— Вы к Макеевой?
Он поднялся. Она подала ему несвежий белый халат — он не подошел ему по размеру, и Макеев только накинул его на плечи. Они поднялись во второй этаж. Две палаты и даже коридор во всю его длину были уставлены койками. Он остановился посреди палаты, куда его привели, оглядывая больных, и не нашел среди них Вари.
— Не вижу, — сказал он санитарке.
— Ну, как же не видите… вот она — у стены.
Теперь он увидел. Была ли это Варя? Он подошел ближе; страшная боль, почти судорога перехватила его горло. Маленькая, желтая, с обметанными губами, с подрумяненными жаром скулами, лежала она перед ним, столь изменившаяся, что он едва мог признать в ней ту, еще с девическими чертами, Варю. Только тонкие ее брови да маленькая выточенная раковина уха были прежними.
— Александр Петрович… — сказала она, и по тому, как часто поднималась и опускалась грубая холщовая рубаха на ее маленькой груди, было видно, что ей трудно дышать, — вот уж не чаяла вас снова увидеть…
Она была какая-то чужая, точно уже отрешенная от жизни, точно уже знающая гораздо больше, чем он. По серому больничному одеялу, почти плоско лежавшему на ней, можно было увидеть, как она исхудала.
— Лежи, лежи… — сказал он, осторожно присаживаясь рядом с ее койкой на белую больничную табуретку.

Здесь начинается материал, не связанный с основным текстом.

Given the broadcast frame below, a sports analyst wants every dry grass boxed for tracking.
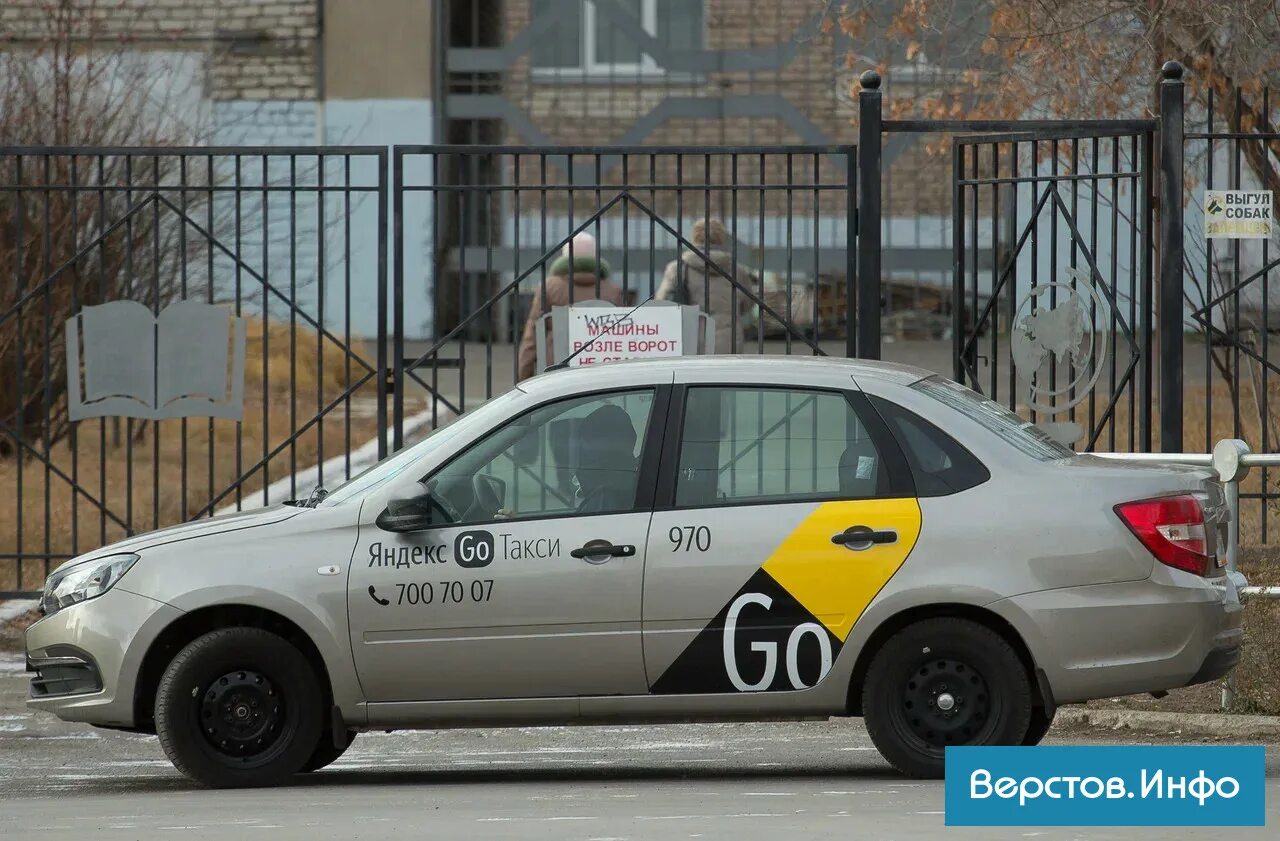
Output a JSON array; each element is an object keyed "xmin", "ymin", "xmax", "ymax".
[{"xmin": 0, "ymin": 320, "xmax": 396, "ymax": 590}]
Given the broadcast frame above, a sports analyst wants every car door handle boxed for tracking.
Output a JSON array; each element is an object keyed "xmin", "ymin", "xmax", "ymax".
[
  {"xmin": 831, "ymin": 526, "xmax": 897, "ymax": 550},
  {"xmin": 570, "ymin": 540, "xmax": 636, "ymax": 563}
]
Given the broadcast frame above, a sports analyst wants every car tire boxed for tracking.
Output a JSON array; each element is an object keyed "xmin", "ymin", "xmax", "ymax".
[
  {"xmin": 155, "ymin": 627, "xmax": 325, "ymax": 789},
  {"xmin": 1023, "ymin": 707, "xmax": 1057, "ymax": 748},
  {"xmin": 298, "ymin": 730, "xmax": 356, "ymax": 774},
  {"xmin": 863, "ymin": 617, "xmax": 1032, "ymax": 778}
]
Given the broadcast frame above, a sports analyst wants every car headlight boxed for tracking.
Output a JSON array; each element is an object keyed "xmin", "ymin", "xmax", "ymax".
[{"xmin": 40, "ymin": 553, "xmax": 138, "ymax": 616}]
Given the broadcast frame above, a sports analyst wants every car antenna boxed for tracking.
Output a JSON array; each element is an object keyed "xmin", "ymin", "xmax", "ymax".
[{"xmin": 547, "ymin": 294, "xmax": 653, "ymax": 371}]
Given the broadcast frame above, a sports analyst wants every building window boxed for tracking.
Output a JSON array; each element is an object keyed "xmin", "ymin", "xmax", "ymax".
[{"xmin": 531, "ymin": 0, "xmax": 704, "ymax": 76}]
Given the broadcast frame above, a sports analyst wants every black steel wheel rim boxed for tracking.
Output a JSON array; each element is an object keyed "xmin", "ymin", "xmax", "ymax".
[
  {"xmin": 893, "ymin": 655, "xmax": 1001, "ymax": 754},
  {"xmin": 197, "ymin": 669, "xmax": 294, "ymax": 768}
]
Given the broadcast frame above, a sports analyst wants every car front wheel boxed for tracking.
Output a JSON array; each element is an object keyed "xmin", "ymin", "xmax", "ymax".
[
  {"xmin": 155, "ymin": 627, "xmax": 324, "ymax": 789},
  {"xmin": 863, "ymin": 617, "xmax": 1032, "ymax": 778}
]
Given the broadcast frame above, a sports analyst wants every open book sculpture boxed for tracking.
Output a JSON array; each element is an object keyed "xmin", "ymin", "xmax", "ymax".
[{"xmin": 67, "ymin": 301, "xmax": 244, "ymax": 420}]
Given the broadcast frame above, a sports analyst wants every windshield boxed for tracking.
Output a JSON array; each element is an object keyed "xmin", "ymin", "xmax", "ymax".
[
  {"xmin": 911, "ymin": 375, "xmax": 1075, "ymax": 461},
  {"xmin": 317, "ymin": 388, "xmax": 524, "ymax": 508}
]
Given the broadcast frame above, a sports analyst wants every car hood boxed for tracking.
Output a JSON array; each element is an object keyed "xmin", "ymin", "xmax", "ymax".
[{"xmin": 74, "ymin": 504, "xmax": 302, "ymax": 561}]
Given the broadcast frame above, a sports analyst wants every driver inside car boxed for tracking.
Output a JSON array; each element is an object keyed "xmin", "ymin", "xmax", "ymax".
[{"xmin": 573, "ymin": 404, "xmax": 639, "ymax": 513}]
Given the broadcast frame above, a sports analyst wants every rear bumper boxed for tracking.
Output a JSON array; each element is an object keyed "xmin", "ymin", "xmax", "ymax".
[{"xmin": 988, "ymin": 565, "xmax": 1244, "ymax": 704}]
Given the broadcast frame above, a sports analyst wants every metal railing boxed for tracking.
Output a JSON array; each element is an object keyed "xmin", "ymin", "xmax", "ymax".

— Поганая я стала, — сказала она, отворачивая лицо, — не смотрите вы на меня лучше… вот ведь и пряталась, и бегала от немцев два раза, а все-таки захватили.
Слабая слезинка выкатилась из ее глаза и потекла по щеке.
— Поправишься, Варя, — сказал он, коснувшись тонкой желтой ее руки, лежавшей поверх одеяла.
Она не отняла руки — она приняла это движение как прощание, и какое-то важное, новое, незнакомое ему выражение появилось на ее лице. Она была обречена. Он понял это с первого взгляда, он это уже знал теперь. Слишком обтянуты кожей были высокий ее лоб и скулы, и меж обметанных губ матовой неживой белизной белели маленькие ровные зубы…
— Нет, Александр Петрович, — сказала она грустно, — мне отсюда уже не выйти.
— Ну что ты, что ты… — заторопился он, — вот и доктор тоже надежду имеет.
Но она посмотрела на него долгим, далеким, точно уходящим взглядом.
— Так и не привелось пожить возле вас, — сказала она просто, — а после Степы самый близкий вы мне человек…
Она точно просила простить ее, что все так получилось. И опять судорога перехватила его горло, и он долго не мог ответить ничего.
— Душу мою терзаешь ты, Варя, — смог только сказать он наконец.
Но она все смотрела и смотрела на него, единственно близкого ей, единственно напоминающего мужа, любящим, прощающимся с ним взглядом. Она была уже не с ним, а сама с собой, которой скоро не станет, и она говорила с собой, а не с ним. И мир для нее был уже не тот, который двигался, стонал, вздыхал вокруг, а свой, собственный, от всего отъединенный.